GREAT BARRINGTON -- The Berkshire Hills Regional School Committee again will ask voters to approve a high school renovation project -- one with a "significant" reduction in the tax burden, school officials say.
After about 80 minutes of discussion, the committee voted unanimously on Thursday to pursue the amended version of the Monument Mountain Regional High School. The vote was set tentatively set for Nov. 4 -- which is the date of the state and national elections this year.
Voters in Great Barrington, Stockbridge and West Stockbridge will once again have a say in the proposed renovation of Monument Mountain Regional High School.
The proposal calls for new science laboratories, a greenhouse and modifications aimed at enhancing school security and bringing the building up to state and federal building codes.

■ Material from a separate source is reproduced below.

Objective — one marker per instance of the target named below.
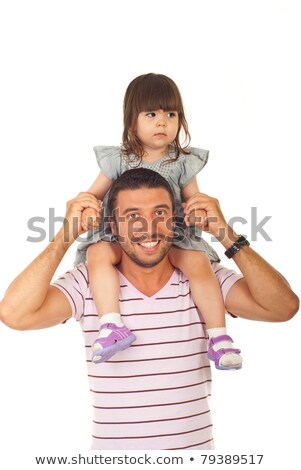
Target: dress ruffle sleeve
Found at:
(109, 160)
(192, 164)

The original plan, which carried a $55.6 million price tag, narrowly passed in the district's three member towns. But Great Barrington voters turned down the funding mechanism for the project, effectively scrapping it.

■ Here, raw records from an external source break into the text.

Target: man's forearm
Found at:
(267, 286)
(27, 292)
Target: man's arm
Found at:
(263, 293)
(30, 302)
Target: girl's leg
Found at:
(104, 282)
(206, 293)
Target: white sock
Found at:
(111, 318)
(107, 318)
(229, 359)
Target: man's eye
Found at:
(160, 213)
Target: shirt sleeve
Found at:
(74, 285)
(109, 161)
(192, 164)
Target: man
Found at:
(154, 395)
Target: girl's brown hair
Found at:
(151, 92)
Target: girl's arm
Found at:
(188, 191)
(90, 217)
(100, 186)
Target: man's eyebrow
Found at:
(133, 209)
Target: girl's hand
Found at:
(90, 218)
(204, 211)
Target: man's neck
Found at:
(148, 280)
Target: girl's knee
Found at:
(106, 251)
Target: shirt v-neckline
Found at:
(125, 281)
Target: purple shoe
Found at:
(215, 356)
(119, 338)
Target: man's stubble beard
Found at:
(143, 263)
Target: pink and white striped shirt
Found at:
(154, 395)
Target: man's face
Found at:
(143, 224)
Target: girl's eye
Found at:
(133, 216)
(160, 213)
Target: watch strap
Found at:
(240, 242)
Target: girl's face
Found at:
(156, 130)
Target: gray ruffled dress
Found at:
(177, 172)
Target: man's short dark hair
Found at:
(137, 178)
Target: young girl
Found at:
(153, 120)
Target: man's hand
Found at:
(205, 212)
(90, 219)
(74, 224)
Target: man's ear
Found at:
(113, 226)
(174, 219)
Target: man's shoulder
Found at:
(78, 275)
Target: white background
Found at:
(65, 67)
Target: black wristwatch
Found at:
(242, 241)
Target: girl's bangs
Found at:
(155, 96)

District Superintendent Peter Dillon explained to the committee and a crowd of about 40 residents and school officials that the new project will be scaled back to $51.2 million. The reimbursement by the state to the district will remain at 48 percent, or $24.3 million.
He said that the reconfigured plan will mean more savings to taxpayers for several reasons: The lower overall cost and because of the way the plan will be financed.
He said the terms of the bond financing the district's share of the project will be extended from 20 to 25 years, which would lower the annual "hit" to taxpayers.
Beyond that, he said, the district has taken out a number of aspects of the program that would not have been reimbursed by the state School Building Authority.
These include the reduction of site costs, including the proposed upgrading of the drop-off loop and curbing; reductions in upgrades to windows in the building; simplification of the HVAC system; elimination of a new track seating area; reduction in the contingency fund and using portable classrooms to speed up the construction timeline.
The latter option, said Dillon, would reduce the timeline from four years to three.
These project amendments, said Dillon, would significantly reduce the impact to taxpayers.
For example, the impact to the taxpayer of the original project was an average of $422 to $458 annually to Great Barrington; $195 to $215 annually to Stockbridge and $376 to $406 to West Stockbridge annually.
The amended plan, he said meant an average hit to Great Barrington taxpayers of $321 to $338, a drop of 26 percent; $140 to $147 annually, a drop of 30 percent in Stockbridge and $316 to $332 annually in West Stockbridge, a drop of 18 percent.
The numerical fluctuations in each estimate are dependent in large part of the interest rates at the time the bond is secured, he said.
"But in each case, this is a pretty significant reduction," said Dillon.
The School Committee based its vote on the point that it was better to return the plan to the district voters rather than have the School Committee make the decision.
"I think that's the Democratic way," said School Committee Chairman Stephen Bannon.
If the committee voted to drop the project, it would likely have to bring another renovation project to voters in six or seven years -- with construction costs and interest rates up and, potentially, state reimbursement rates down.
"There is no zero-sum option," said committee member Richard Dohoney. "Whether we do it now or come back in seven years, we have to do this."
A majority of the committee also believed that the lower cost was a significant point. Bannon and Dohoney, in addition, both vowed that they would not attempt to bring the project before voters again if this plan failed.
"I don't think I can afford this," said Committee member Christine Shelton of Great Barrington. "I don't think I'll be able to make it work. But we have to let the voters decide. It's the right thing to do."